- Genre: Music documentary
- Written by: Stephen Oliver & Phil Craig
- Directed by: Stephen Oliver
- Narrated by: Linda Cropper (SBS), Steven Mackintosh (More4), Marty Whelan (RTÉ)
- Country of origin: Australia
- Original language: English
- No. of series: 1
- No. of episodes: 2

Production
- Executive producers: Phil Craig, Trevor Graham, Andrew Ogilvie, Andrea Quesnelle
- Producers: Andrew Ogilvie, Andrea Quesnelle
- Cinematography: Jim Frater
- Editor: Andrew Arestides
- Running time: 90 minutes, 2 × 1 hour, 83 minutes
- Production companies: Brook Lapping Productions & Electric Pictures

Original release
- Network: More4, SBS, RTÉ, WDR, DR, NRK, NTR, SVT, VRT, YLE
- Release: 30 April 2011 (YLE) 1 May 2011 (DR & NRK) 5 May 2011 (RTÉ & NTR) 6 May 2011 (SBS) 7 May 2011 (More4) 9 May 2011 (WDR) 10 May 2011 (NOS & VRT) 13 May 2011 (SVT)

Related
- Eurovision Song Contest

= The Secret History of Eurovision =

The Secret History of Eurovision is a television documentary produced by Brook Lapping Productions and Electric Pictures in association with Screen Australia, charting the history of the Eurovision Song Contest and its impact on European political and social structure. The show features archive footage from past Eurovision competitions and archive news features, as well as recent interviews.

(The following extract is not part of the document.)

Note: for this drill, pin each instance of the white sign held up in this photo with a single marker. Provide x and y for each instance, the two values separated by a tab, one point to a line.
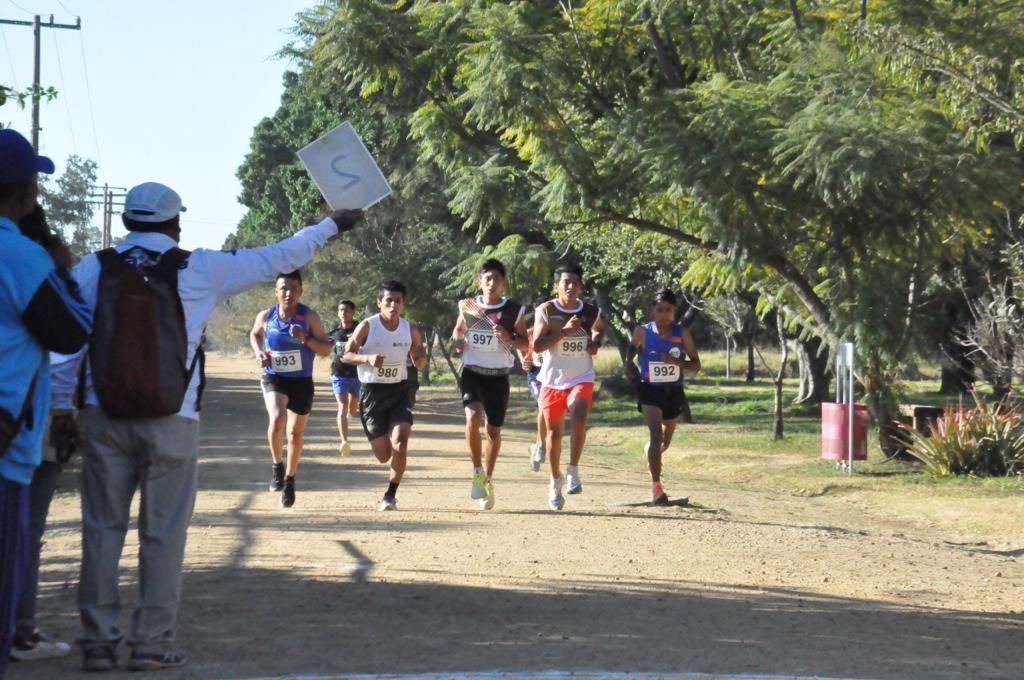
343	169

The show is distributed by BBC Worldwide either as a stand-alone, 90-minute documentary (without breaks) or as two one-hour documentaries. It was pitched at the Sheffield Doc/Fest's MeetMarket in 2008. The DVD of the show is distributed by Electric Pictures. Various TV networks in Europe broadcast the programme prior to the Eurovision Song Contest 2011 in Düsseldorf, Germany on 14 May 2011. In the UK, the show was televised on More4 on Saturday, 7 May. In Australia the 2 × 1 hour show was broadcast on SBS on Friday 6 May, and 13 May.

Contributors included Bob Geldof, Svante Stockselius, Dana, Dana International, Terry Wogan, Paul Jordan (Dr Eurovision), Ruslana, Bucks Fizz, Lena Meyer-Landrut, Johnny Logan, Paddy O'Connell, Lordi, Niamh Kavanagh, Dave Benton, John Kennedy O'Connor, Bill Martin, Mart Laar, Alexis Petridis, Bill Whelan and Nicole.